Y aquella extraña presencia de la chica de cabello negro que vivía en el penthouse, dejaba a Christine algo inquieta. No quería desconfiar del juicio de Leopold, el chico seguramente era el mejor en su área, pero tal como Robert había sentido apenas lo vio, Christine supo en ese momento que el chico ocultaba algo.
Así que no le quedó de otra más que abrir nuevamente el informe, mientras marcaba el número de Robert, en su acostumbrada marcación rápida.
-¿Ocurre algo con mi reporte, querida? –preguntó Robert, apenas contestó el teléfono.

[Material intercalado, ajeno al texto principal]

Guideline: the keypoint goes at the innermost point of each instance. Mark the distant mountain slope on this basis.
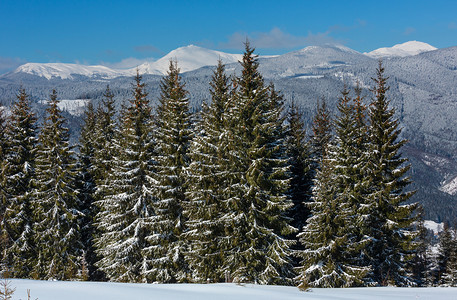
(401, 50)
(189, 58)
(423, 91)
(65, 71)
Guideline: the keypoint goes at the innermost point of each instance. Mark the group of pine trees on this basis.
(235, 193)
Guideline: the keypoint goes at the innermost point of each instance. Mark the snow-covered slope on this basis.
(189, 58)
(65, 71)
(75, 107)
(401, 50)
(53, 290)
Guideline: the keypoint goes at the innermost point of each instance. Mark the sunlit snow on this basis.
(401, 50)
(56, 290)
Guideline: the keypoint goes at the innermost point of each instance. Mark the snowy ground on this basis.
(53, 290)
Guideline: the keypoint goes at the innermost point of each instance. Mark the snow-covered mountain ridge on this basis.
(192, 57)
(189, 58)
(401, 50)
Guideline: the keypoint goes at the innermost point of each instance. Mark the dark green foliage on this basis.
(2, 181)
(173, 134)
(332, 239)
(104, 140)
(300, 169)
(207, 184)
(258, 182)
(447, 257)
(55, 202)
(322, 132)
(126, 199)
(389, 220)
(86, 187)
(18, 171)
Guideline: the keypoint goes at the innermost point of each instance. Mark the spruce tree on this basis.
(298, 152)
(207, 184)
(173, 134)
(18, 169)
(449, 276)
(55, 201)
(86, 190)
(257, 202)
(332, 239)
(126, 207)
(444, 253)
(321, 132)
(104, 140)
(3, 238)
(389, 220)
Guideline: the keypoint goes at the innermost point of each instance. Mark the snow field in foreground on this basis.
(58, 290)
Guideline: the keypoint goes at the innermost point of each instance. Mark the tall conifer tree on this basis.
(332, 239)
(126, 208)
(19, 163)
(86, 190)
(390, 220)
(3, 238)
(259, 182)
(207, 184)
(56, 205)
(173, 134)
(299, 154)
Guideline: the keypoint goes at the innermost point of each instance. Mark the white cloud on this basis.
(277, 39)
(127, 63)
(409, 30)
(10, 63)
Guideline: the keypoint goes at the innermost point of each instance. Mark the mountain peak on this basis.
(402, 50)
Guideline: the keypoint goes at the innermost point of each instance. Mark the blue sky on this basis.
(119, 33)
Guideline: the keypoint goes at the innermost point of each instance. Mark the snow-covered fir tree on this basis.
(18, 169)
(103, 140)
(448, 255)
(3, 238)
(332, 239)
(445, 251)
(86, 186)
(257, 205)
(207, 183)
(166, 255)
(389, 221)
(126, 205)
(299, 154)
(55, 203)
(321, 132)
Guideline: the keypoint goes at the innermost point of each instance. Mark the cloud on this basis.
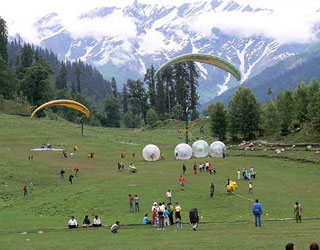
(290, 21)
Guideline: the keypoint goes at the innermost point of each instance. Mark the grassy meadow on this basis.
(39, 220)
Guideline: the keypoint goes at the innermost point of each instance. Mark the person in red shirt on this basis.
(195, 168)
(182, 181)
(76, 170)
(131, 203)
(25, 191)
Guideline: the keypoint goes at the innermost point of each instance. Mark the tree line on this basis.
(246, 118)
(167, 96)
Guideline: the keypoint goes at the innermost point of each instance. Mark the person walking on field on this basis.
(136, 203)
(131, 203)
(195, 168)
(70, 178)
(169, 196)
(184, 169)
(178, 215)
(212, 188)
(257, 211)
(182, 181)
(297, 210)
(250, 188)
(25, 190)
(62, 172)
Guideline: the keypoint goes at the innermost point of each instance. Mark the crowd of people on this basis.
(72, 223)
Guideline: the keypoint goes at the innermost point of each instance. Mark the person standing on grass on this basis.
(212, 188)
(238, 174)
(86, 222)
(76, 170)
(136, 203)
(290, 246)
(182, 181)
(257, 211)
(194, 218)
(195, 168)
(115, 227)
(62, 172)
(72, 223)
(160, 211)
(70, 178)
(96, 222)
(250, 188)
(25, 190)
(131, 203)
(314, 246)
(169, 196)
(297, 210)
(178, 215)
(170, 209)
(184, 169)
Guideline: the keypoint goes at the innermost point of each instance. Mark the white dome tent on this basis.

-No, para nada –respondió Christine, mientras no retiraba los ojos de la hoja número 3-. Sólo para pedirte un nuevo trabajo.
-¿De quién se trata esta vez?
-La señorita, Alesana Capulet.
-La cual te aseguro que desde hace mucho años ya no es señorita –Robert rió por lo bajo. Christine no respondió. Robert dejó de reír -. ¿Quieres el informe mañana a primera hora?
-Si no es mucho pedir.
-Sabes que puedo tenerlo listo para esta noche.
-Prefiero tenerlo listo junto al periódico de la mañana.
-¿Y el pago?
-Nuevamente la mitad.
-Pero querida, si esta vez a la que le interesa es a ti.
-Cumpliría con tus términos si no supiera que ya as investigado tu esto.
-Me conoces tan bien…
-Es más, conozco tu entretenimiento de coleccionista de información ajena –Christine se levantó de su sillón, y se asomó por la ventana, mirando a la calle.
-¿Y eso que define en esta conversación?
-Tendrás el enorme placer de contármelo cara a cara. Y si, te sigo esperando mañana a primera hora.
-Sera un placer contarte todo lo que se. Hasta mañana entonces…
Y Christine colgó antes de que Robert pudiera añadir su usual “querida”. Aún con el teléfono en mano, Christine contempló un poco más la calle que se encontraba frente al edificio. Suspiró. No quería problemas con la compañía, no cuando por fin cumpliría su sueño de expandirse en Europa. Pensó en Leopold Hudson, quien hasta hacía poco desconfiaba de los americanos. Leopold no había mentido, desconfiaba de los americanos, y Christine, a pesar de ser una, desconfiaba también. No solo eso, los odiaba.
Y era por eso su ilusión tan grande de expandirse a europa. Necesitaba dar pasos pequeños, pero seguros, para después poder irse a lo grande, dejar su banco americano en manos de un buen asesor, o mejor aún, cerrar, y dedicarse completamente a su emporio, en europa.
Christine soñaba en grande. Se despediría por siempre de aquel país que tanto odiaba, y comenzaría una nueva vida, quizá en París, quizá en Verona. Suspiró nuevamente, y se alejó de la ventana. Si no hubiera sido porque se encontraba 15 pisos arriba, hubiera podido ver el largo cabello negro de Alesana Capulet ondear allá abajo.
Pero en ese momento Jacoby y su novia, o lo que fuera, ya no le interesaban. Tenía una cita pendiente en la corte, con su “queridísimo” Daniel.